How to detect file is binary or ascii?

Get help with using AutoHotkey and its commands and hotkeys
User avatar
panofish
Posts: 11
Joined: 04 Oct 2013, 09:20
Contact:

How to detect file is binary or ascii?

Post by panofish » 04 Oct 2013, 09:27

What is the best way to determine if a file is binary or ascii?
Preferably a fast and simple technique that is not dependent on file extension.
I need to process many files.

Thanks
User avatar
joedf
Posts: 6487
Joined: 29 Sep 2013, 17:08
Facebook: J0EDF
Google: +joedf
GitHub: joedf
Location: Canada, Quebec
Contact:

Re: How to detect file is binary or ascii?

Post by joedf » 04 Oct 2013, 12:35

ASCII/every Can/is be represented in binary.
I believe you mean an executable vs text files?
User avatar
panofish
Posts: 11
Joined: 04 Oct 2013, 09:20
Contact:

Re: How to detect file is binary or ascii?

Post by panofish » 04 Oct 2013, 13:21

Here is what I have currently. It appears to work well, but may not be efficient. However, in my case it is plenty fast enough.

Code: Select all

folder = c:\temp
recurse = 1  ; 0 = no recursion, 1 = recursion

Loop, %folder%\*,, %recurse%
{

    FileRead, recs, %A_LoopFileLongPath%
    numeric= 1,2,3,4,5,6,7,8,9,.

    if recs not contains %numeric% 
    {
        ;outputdebug binary - %a_loopfilename%
    } else {
        outputdebug ascii - %a_loopfilename%
    }
    
}
User avatar
MilesAhead
Posts: 230
Joined: 03 Oct 2013, 09:44

Re: How to detect file is binary or ascii?
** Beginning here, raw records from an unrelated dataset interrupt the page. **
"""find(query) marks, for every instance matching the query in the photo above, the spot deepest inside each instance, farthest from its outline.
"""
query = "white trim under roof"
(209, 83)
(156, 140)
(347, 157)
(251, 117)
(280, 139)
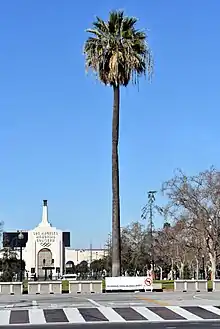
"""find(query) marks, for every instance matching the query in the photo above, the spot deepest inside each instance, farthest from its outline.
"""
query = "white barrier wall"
(128, 283)
(85, 287)
(11, 288)
(45, 287)
(190, 285)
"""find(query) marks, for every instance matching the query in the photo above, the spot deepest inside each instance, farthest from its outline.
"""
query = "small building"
(46, 249)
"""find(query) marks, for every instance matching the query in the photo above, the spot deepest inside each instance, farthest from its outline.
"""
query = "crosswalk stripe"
(211, 309)
(4, 317)
(110, 314)
(147, 314)
(36, 316)
(185, 314)
(73, 315)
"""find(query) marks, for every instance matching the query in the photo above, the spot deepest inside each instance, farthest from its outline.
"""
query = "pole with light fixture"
(20, 238)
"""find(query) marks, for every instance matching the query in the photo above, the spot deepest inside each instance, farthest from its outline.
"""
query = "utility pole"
(148, 210)
(151, 200)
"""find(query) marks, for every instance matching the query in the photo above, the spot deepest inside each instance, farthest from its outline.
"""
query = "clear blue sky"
(55, 122)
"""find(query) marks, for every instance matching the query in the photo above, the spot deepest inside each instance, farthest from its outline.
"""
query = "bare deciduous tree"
(197, 198)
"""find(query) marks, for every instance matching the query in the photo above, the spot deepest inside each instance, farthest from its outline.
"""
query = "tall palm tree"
(117, 53)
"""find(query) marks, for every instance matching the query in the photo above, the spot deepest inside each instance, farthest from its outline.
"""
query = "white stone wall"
(79, 255)
(40, 238)
(46, 236)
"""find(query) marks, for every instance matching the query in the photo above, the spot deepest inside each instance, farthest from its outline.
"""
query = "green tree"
(118, 53)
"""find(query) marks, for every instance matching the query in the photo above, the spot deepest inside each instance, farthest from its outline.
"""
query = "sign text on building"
(45, 238)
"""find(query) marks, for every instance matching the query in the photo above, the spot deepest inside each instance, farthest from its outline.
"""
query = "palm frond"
(117, 52)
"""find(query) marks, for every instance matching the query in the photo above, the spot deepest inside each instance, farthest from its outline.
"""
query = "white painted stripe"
(36, 316)
(4, 317)
(211, 309)
(73, 315)
(111, 314)
(147, 314)
(94, 302)
(184, 313)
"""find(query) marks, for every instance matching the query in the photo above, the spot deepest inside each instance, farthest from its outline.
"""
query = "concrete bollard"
(216, 285)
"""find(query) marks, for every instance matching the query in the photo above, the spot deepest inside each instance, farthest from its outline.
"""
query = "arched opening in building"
(70, 267)
(44, 262)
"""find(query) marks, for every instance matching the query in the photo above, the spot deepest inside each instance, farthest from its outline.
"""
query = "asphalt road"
(167, 325)
(110, 300)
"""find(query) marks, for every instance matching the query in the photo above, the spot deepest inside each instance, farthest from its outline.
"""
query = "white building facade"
(47, 251)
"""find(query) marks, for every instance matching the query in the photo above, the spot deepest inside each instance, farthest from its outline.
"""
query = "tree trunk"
(197, 269)
(116, 233)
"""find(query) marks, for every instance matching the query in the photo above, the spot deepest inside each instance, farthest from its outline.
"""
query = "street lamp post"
(20, 238)
(203, 267)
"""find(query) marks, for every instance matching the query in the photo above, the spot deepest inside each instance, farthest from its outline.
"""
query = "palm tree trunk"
(116, 233)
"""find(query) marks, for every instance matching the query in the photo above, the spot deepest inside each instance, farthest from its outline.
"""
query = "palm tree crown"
(117, 52)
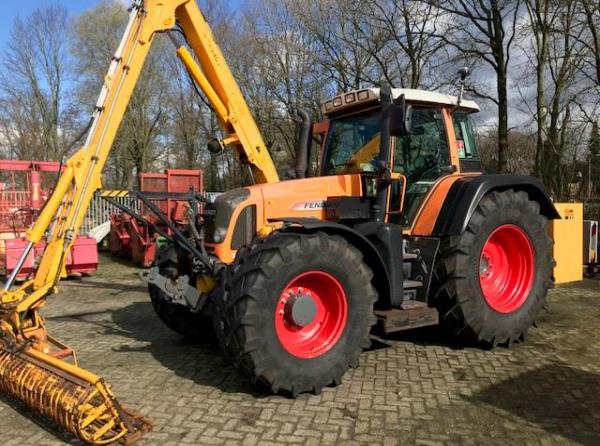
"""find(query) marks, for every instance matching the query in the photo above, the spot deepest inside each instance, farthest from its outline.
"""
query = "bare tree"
(402, 39)
(484, 32)
(35, 117)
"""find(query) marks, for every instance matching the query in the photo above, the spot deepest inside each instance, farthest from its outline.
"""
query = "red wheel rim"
(313, 329)
(506, 268)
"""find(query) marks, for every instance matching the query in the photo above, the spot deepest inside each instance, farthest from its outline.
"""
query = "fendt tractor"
(400, 228)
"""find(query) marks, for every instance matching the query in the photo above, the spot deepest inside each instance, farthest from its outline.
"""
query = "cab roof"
(370, 96)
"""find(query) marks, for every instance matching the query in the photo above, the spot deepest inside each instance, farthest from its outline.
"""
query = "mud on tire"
(245, 319)
(463, 306)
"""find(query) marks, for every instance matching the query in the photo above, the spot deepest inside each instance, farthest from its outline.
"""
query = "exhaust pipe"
(303, 145)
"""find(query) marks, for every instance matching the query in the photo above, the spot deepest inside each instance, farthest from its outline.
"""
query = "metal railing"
(100, 211)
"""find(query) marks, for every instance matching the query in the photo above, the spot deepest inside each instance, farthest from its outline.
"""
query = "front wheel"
(495, 276)
(296, 311)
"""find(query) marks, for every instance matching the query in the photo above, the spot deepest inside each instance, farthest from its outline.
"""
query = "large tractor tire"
(194, 327)
(296, 311)
(494, 278)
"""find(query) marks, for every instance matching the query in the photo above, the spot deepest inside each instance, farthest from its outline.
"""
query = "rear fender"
(466, 193)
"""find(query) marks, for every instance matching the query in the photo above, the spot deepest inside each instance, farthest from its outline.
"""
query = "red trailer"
(24, 188)
(131, 238)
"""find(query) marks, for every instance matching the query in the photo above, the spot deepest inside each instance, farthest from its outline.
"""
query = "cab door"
(419, 160)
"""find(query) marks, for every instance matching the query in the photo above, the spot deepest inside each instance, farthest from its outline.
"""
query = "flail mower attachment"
(75, 399)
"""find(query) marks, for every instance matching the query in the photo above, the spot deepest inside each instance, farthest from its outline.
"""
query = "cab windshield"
(352, 144)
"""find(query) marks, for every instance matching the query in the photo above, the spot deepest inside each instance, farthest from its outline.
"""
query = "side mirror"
(400, 118)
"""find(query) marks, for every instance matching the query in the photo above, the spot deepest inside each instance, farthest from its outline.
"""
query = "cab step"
(412, 314)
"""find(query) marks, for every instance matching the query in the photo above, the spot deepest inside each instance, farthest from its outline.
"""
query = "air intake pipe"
(303, 144)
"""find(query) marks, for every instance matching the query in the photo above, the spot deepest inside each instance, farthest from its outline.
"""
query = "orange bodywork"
(296, 198)
(307, 197)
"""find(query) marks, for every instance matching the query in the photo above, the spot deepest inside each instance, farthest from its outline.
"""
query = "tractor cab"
(439, 141)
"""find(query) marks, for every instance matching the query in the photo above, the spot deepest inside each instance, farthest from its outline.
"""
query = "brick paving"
(416, 388)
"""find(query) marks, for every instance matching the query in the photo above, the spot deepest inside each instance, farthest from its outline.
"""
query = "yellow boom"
(35, 367)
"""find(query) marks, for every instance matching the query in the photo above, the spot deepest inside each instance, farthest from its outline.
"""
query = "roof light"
(363, 95)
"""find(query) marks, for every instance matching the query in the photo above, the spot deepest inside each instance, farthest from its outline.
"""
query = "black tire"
(192, 326)
(460, 299)
(245, 314)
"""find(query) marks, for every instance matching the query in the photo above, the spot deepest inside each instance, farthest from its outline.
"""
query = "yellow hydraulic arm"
(35, 367)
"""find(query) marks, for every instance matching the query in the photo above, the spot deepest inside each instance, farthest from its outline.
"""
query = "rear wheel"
(494, 278)
(296, 311)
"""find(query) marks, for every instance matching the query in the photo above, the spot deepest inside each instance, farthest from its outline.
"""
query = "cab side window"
(420, 157)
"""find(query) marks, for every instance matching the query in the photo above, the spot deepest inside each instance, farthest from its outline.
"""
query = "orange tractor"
(399, 227)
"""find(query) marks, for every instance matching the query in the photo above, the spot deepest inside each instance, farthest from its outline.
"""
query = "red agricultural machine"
(134, 233)
(24, 188)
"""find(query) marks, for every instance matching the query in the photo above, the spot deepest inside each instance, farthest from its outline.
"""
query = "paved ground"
(417, 388)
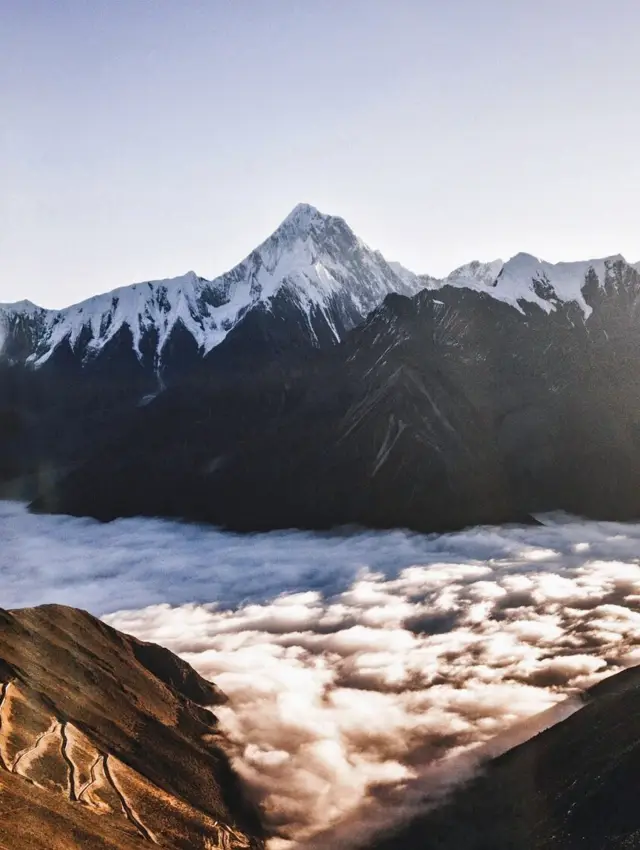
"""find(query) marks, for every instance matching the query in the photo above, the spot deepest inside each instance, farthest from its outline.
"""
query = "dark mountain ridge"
(442, 410)
(571, 786)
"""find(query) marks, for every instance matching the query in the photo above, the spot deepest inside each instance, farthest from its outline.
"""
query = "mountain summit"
(313, 273)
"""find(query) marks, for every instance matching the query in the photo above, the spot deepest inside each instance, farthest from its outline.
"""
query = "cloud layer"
(386, 672)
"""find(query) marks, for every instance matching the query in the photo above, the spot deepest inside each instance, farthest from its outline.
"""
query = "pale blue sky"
(143, 138)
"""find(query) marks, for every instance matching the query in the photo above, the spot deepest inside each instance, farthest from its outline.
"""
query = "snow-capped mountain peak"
(324, 272)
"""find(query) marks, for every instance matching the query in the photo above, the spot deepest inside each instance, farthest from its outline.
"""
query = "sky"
(143, 138)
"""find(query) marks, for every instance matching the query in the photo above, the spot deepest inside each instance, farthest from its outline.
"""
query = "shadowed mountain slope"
(572, 787)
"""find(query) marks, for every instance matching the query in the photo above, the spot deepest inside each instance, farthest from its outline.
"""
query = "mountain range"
(317, 384)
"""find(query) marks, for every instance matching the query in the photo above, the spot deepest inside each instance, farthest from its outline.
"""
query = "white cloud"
(386, 670)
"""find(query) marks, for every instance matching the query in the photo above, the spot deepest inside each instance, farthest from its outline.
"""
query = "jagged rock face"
(452, 408)
(104, 742)
(313, 274)
(572, 787)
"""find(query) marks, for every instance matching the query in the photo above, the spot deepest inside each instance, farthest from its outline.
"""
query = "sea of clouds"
(366, 670)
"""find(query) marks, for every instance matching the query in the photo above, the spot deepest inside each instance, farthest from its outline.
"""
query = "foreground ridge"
(83, 764)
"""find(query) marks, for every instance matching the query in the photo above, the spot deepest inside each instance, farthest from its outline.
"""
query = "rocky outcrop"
(107, 742)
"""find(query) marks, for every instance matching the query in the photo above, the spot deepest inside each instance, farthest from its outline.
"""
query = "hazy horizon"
(143, 139)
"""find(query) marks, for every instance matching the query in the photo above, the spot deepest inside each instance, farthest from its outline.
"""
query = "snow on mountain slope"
(320, 271)
(314, 258)
(527, 278)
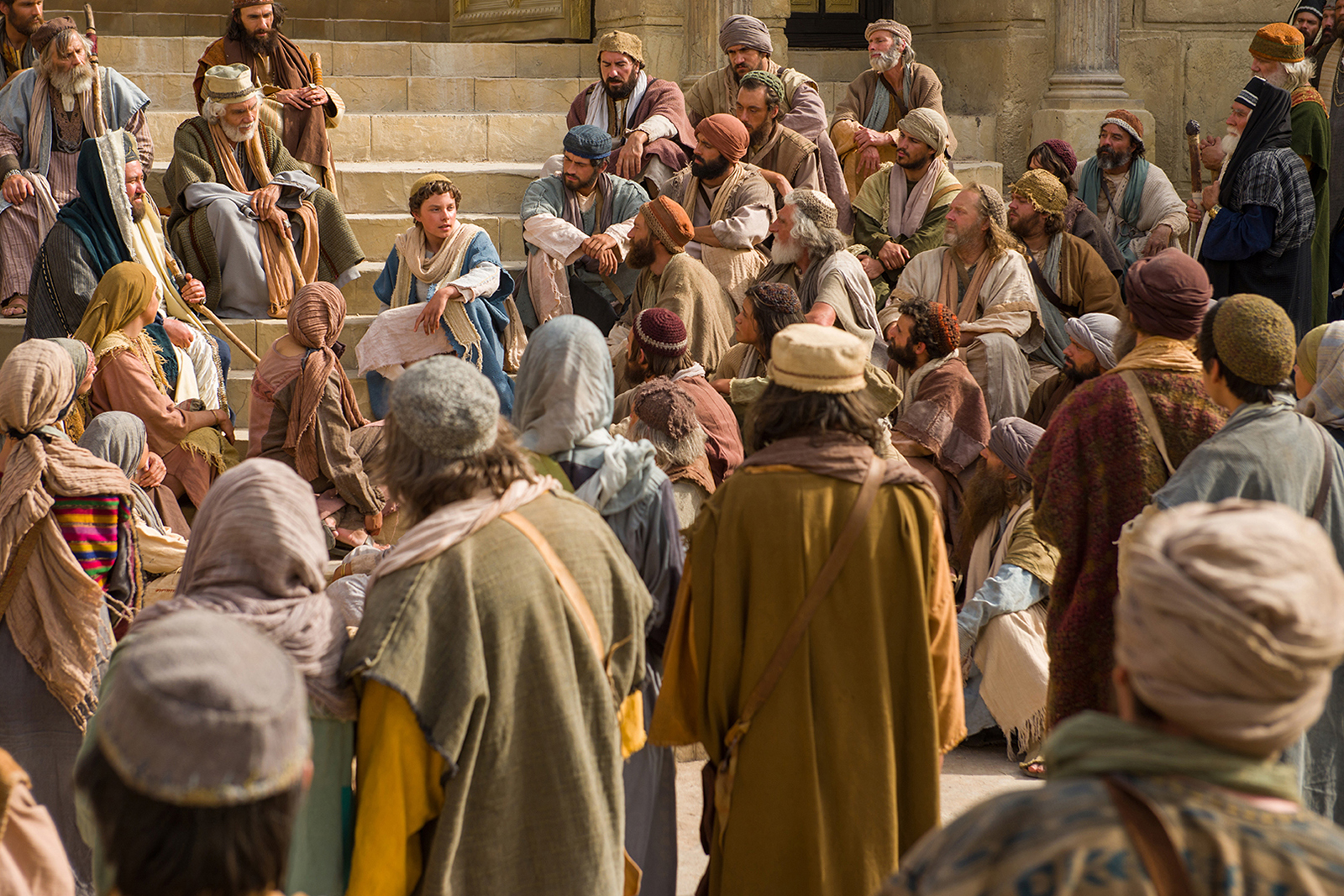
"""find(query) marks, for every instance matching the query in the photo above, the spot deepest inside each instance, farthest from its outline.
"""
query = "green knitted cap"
(1254, 338)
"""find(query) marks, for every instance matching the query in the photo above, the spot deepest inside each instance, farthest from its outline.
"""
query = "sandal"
(15, 307)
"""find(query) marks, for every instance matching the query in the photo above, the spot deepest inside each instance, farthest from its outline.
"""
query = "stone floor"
(969, 777)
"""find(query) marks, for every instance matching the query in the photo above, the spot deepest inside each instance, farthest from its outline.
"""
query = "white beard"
(886, 62)
(71, 83)
(239, 134)
(785, 253)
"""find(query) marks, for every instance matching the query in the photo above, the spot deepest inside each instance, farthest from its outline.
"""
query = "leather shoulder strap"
(827, 578)
(1146, 410)
(1151, 837)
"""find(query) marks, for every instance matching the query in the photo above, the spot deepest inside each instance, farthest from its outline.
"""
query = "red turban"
(725, 134)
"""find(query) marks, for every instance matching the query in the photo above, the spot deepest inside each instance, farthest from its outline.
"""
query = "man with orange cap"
(729, 203)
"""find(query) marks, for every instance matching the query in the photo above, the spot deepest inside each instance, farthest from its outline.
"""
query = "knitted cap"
(205, 711)
(745, 31)
(665, 407)
(49, 31)
(669, 223)
(725, 134)
(622, 42)
(1278, 42)
(1126, 121)
(660, 332)
(447, 407)
(887, 24)
(927, 127)
(777, 297)
(1043, 191)
(815, 206)
(1254, 338)
(588, 141)
(1065, 152)
(811, 358)
(230, 83)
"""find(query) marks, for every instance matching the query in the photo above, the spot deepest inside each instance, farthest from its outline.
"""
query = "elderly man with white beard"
(244, 210)
(46, 113)
(831, 282)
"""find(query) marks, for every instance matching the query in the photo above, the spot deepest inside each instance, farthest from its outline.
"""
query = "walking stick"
(232, 336)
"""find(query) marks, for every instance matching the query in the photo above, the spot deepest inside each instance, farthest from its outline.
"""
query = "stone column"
(1086, 82)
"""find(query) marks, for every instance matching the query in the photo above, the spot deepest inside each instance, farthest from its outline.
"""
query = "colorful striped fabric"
(89, 527)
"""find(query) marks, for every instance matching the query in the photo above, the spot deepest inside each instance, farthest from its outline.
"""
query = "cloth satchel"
(718, 779)
(629, 712)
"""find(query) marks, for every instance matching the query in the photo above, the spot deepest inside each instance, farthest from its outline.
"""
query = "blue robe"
(486, 312)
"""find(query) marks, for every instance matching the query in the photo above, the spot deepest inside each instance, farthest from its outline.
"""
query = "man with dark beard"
(1135, 199)
(645, 117)
(577, 231)
(941, 423)
(20, 19)
(866, 125)
(729, 203)
(297, 107)
(1092, 351)
(786, 159)
(675, 281)
(1008, 571)
(37, 181)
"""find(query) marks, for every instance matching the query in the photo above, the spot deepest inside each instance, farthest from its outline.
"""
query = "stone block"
(528, 94)
(391, 58)
(463, 60)
(524, 139)
(429, 137)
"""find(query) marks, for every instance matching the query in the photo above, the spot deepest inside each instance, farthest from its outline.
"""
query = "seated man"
(940, 425)
(1070, 277)
(1137, 206)
(53, 102)
(575, 244)
(746, 42)
(202, 741)
(1193, 757)
(645, 117)
(786, 159)
(1090, 352)
(729, 203)
(991, 288)
(114, 222)
(658, 351)
(832, 286)
(1008, 570)
(866, 123)
(902, 210)
(242, 204)
(671, 278)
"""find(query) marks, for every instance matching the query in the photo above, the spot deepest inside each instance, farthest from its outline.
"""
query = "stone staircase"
(484, 114)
Post by MilesAhead » 04 Oct 2013, 13:21

I would look for the source of the Linux "file" command. It's pretty good at catching text files and some printer format file types. I suspect executable it uses the file attribute info that's not built into NTFS but is in Linux file systems.
"My plan is to ghostwrite my biography. Then hire another writer to put his
name on it and take the blame."

- MilesAhead
User avatar
joedf
Posts: 6487
Joined: 29 Sep 2013, 17:08
Facebook: J0EDF
Google: +joedf
GitHub: joedf
Location: Canada, Quebec
Contact:

Re: How to detect file is binary or ascii?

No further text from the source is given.